Merge pull request #263 from dvonthenen/impl-vad-events-speech-start

davidvonthenen · web-flow · commit 231f9161a57d · 2024-01-26T07:32:54.000-08:00
Implements vad_events for SpeechStarted
diff --git a/deepgram/__init__.py b/deepgram/__init__.py
@@ -20,6 +20,7 @@
 from .client import (
     LiveResultResponse,
     MetadataResponse,
+    SpeechStartedResponse,
     UtteranceEndResponse,
     ErrorResponse,
 )
diff --git a/deepgram/client.py b/deepgram/client.py
@@ -21,6 +21,7 @@
 from .clients import (
     LiveResultResponse,
     MetadataResponse,
+    SpeechStartedResponse,
     UtteranceEndResponse,
     ErrorResponse,
 )
diff --git a/deepgram/clients/__init__.py b/deepgram/clients/__init__.py
@@ -13,6 +13,7 @@
 from .live import (
     LiveResultResponse,
     MetadataResponse,
+    SpeechStartedResponse,
     UtteranceEndResponse,
     ErrorResponse,
 )
diff --git a/deepgram/clients/listen.py b/deepgram/clients/listen.py
@@ -36,6 +36,7 @@
 from .live import (
     LiveResultResponse,
     MetadataResponse,
+    SpeechStartedResponse,
     UtteranceEndResponse,
     ErrorResponse,
 )
diff --git a/deepgram/clients/live/__init__.py b/deepgram/clients/live/__init__.py
@@ -9,6 +9,7 @@
 from .client import (
     LiveResultResponse,
     MetadataResponse,
+    SpeechStartedResponse,
     UtteranceEndResponse,
     ErrorResponse,
 )
diff --git a/deepgram/clients/live/client.py b/deepgram/clients/live/client.py
@@ -9,6 +9,7 @@
 from .v1.response import (
     LiveResultResponse as LiveResultResponseLatest,
     MetadataResponse as MetadataResponseLatest,
+    SpeechStartedResponse as SpeechStartedResponseLatest,
     UtteranceEndResponse as UtteranceEndResponseLatest,
     ErrorResponse as ErrorResponseLatest,
 )
@@ -45,6 +46,14 @@ class MetadataResponse(MetadataResponseLatest):
     pass
 
 
+class SpeechStartedResponse(SpeechStartedResponseLatest):
+    """
+    pass through for SpeechStartedResponse based on API version
+    """
+
+    pass
+
+
 class UtteranceEndResponse(UtteranceEndResponseLatest):
     """
     pass through for UtteranceEndResponse based on API version
diff --git a/deepgram/clients/live/enums.py b/deepgram/clients/live/enums.py
@@ -15,5 +15,6 @@ class LiveTranscriptionEvents(Enum):
     Transcript = "Results"
     Metadata = "Metadata"
     UtteranceEnd = "UtteranceEnd"
+    SpeechStarted = "SpeechStarted"
     Error = "Error"
     Warning = "Warning"
diff --git a/deepgram/clients/live/v1/__init__.py b/deepgram/clients/live/v1/__init__.py
@@ -9,6 +9,7 @@
 from .response import (
     LiveResultResponse,
     MetadataResponse,
+    SpeechStartedResponse,
     UtteranceEndResponse,
     ErrorResponse,
 )
diff --git a/deepgram/clients/live/v1/async_client.py b/deepgram/clients/live/v1/async_client.py
@@ -14,6 +14,7 @@
 from .response import (
     LiveResultResponse,
     MetadataResponse,
+    SpeechStartedResponse,
     UtteranceEndResponse,
     ErrorResponse,
 )
@@ -129,6 +130,19 @@ async def _start(self) -> None:
                             metadata=result,
                             **dict(self.kwargs),
                         )
+                    case LiveTranscriptionEvents.SpeechStarted.value:
+                        self.logger.debug(
+                            "response_type: %s, data: %s", response_type, data
+                        )
+                        result = SpeechStartedResponse.from_json(message)

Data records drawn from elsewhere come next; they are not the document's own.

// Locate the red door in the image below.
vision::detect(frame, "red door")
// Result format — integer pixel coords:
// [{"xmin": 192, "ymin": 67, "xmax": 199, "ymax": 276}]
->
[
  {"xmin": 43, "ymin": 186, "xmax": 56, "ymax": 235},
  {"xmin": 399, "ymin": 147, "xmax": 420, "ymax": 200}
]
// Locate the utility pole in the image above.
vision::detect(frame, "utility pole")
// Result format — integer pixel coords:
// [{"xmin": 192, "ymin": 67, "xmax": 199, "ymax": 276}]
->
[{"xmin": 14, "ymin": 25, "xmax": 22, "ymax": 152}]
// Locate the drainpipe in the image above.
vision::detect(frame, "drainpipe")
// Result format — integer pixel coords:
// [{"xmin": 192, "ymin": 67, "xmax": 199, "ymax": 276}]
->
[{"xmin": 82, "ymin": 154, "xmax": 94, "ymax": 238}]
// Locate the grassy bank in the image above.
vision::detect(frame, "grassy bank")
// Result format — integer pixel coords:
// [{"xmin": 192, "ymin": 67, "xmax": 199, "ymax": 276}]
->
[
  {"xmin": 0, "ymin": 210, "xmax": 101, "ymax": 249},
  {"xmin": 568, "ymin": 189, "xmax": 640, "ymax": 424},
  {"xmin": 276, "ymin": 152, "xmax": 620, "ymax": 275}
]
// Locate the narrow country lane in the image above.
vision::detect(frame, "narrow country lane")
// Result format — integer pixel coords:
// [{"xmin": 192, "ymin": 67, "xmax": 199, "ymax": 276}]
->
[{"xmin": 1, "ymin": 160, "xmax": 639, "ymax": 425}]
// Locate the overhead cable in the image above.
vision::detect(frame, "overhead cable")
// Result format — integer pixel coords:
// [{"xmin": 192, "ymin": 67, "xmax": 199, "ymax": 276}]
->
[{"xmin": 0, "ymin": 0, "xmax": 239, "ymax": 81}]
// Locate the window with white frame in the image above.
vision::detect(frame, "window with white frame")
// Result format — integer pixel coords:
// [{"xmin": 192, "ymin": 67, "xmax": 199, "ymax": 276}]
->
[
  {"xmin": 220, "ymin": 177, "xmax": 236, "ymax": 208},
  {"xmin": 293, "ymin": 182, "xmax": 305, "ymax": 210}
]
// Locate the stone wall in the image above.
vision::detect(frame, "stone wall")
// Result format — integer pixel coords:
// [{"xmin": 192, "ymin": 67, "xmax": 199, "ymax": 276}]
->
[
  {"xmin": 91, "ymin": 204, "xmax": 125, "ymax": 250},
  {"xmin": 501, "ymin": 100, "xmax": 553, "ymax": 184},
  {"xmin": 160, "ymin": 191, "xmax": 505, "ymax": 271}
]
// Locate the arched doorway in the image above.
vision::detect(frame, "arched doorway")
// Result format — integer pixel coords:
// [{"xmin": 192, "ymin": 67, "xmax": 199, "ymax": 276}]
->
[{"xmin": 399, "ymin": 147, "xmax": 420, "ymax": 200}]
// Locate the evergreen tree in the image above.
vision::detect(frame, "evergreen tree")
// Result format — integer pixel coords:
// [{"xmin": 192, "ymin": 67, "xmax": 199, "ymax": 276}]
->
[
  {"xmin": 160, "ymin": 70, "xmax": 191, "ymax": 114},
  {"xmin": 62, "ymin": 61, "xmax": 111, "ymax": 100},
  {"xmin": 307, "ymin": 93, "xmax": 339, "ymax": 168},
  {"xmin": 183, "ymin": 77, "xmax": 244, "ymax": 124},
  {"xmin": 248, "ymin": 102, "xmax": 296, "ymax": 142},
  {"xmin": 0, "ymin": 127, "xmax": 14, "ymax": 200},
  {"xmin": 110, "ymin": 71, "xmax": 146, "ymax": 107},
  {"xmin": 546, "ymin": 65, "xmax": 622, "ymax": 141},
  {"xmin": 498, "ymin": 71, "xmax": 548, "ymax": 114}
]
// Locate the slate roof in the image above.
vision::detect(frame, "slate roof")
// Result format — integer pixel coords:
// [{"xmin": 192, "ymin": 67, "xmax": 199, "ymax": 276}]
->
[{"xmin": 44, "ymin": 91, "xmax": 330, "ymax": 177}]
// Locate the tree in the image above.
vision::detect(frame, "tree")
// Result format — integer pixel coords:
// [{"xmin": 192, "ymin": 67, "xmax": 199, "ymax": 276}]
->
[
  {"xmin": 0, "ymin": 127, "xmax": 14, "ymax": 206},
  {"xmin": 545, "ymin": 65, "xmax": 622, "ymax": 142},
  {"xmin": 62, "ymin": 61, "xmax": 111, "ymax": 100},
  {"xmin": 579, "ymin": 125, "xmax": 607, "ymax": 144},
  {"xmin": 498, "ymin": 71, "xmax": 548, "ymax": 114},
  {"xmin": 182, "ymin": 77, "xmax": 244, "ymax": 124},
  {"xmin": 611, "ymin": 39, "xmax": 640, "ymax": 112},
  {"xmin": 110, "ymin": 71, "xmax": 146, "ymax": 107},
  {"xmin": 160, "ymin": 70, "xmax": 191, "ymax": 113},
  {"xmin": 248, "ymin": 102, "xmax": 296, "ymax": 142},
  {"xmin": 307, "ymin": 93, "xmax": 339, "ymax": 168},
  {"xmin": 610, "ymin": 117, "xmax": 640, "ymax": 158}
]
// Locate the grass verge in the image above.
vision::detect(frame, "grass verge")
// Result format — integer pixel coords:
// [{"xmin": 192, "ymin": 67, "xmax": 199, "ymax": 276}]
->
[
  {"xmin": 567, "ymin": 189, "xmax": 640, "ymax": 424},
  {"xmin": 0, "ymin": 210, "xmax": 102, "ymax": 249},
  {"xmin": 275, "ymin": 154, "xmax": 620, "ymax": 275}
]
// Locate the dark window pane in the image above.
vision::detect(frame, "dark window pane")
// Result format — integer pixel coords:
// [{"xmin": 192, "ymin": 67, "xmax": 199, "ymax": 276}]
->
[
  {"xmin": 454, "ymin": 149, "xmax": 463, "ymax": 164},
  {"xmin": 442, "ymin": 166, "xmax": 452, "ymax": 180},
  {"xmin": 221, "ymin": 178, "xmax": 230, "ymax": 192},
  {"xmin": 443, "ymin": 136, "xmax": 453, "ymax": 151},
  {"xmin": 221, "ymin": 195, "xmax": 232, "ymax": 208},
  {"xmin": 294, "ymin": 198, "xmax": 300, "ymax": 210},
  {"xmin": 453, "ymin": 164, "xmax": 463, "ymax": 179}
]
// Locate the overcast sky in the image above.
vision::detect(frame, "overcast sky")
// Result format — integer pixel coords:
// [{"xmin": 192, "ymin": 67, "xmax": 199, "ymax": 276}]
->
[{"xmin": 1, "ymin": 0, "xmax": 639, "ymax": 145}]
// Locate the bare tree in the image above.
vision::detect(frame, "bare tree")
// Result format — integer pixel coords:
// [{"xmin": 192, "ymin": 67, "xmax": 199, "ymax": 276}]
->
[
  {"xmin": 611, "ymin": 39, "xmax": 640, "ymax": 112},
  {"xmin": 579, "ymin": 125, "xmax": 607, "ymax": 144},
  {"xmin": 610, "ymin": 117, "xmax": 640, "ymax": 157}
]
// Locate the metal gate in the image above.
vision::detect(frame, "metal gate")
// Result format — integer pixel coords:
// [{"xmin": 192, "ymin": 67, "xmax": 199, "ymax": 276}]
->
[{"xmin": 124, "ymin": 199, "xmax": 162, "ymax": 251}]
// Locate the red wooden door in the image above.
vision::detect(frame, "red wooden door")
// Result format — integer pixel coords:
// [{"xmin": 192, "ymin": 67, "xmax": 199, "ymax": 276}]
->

+                        if result is None:
+                            self.logger.error("SpeechStartedResponse.from_json is None")
+                            continue
+                        await self._emit(
+                            LiveTranscriptionEvents.SpeechStarted,
+                            speech_started=result,
+                            **dict(self.kwargs),
+                        )
                     case LiveTranscriptionEvents.UtteranceEnd.value:
                         self.logger.debug(
                             "response_type: %s, data: %s", response_type, data
diff --git a/deepgram/clients/live/v1/client.py b/deepgram/clients/live/v1/client.py
@@ -16,6 +16,7 @@
 from .response import (
     LiveResultResponse,
     MetadataResponse,
+    SpeechStartedResponse,
     UtteranceEndResponse,
     ErrorResponse,
 )
@@ -161,6 +162,19 @@ def _listening(self) -> None:
                             metadata=result,
                             **dict(self.kwargs),
                         )
+                    case LiveTranscriptionEvents.SpeechStarted.value:
+                        self.logger.debug(
+                            "response_type: %s, data: %s", response_type, data
+                        )
+                        result = SpeechStartedResponse.from_json(message)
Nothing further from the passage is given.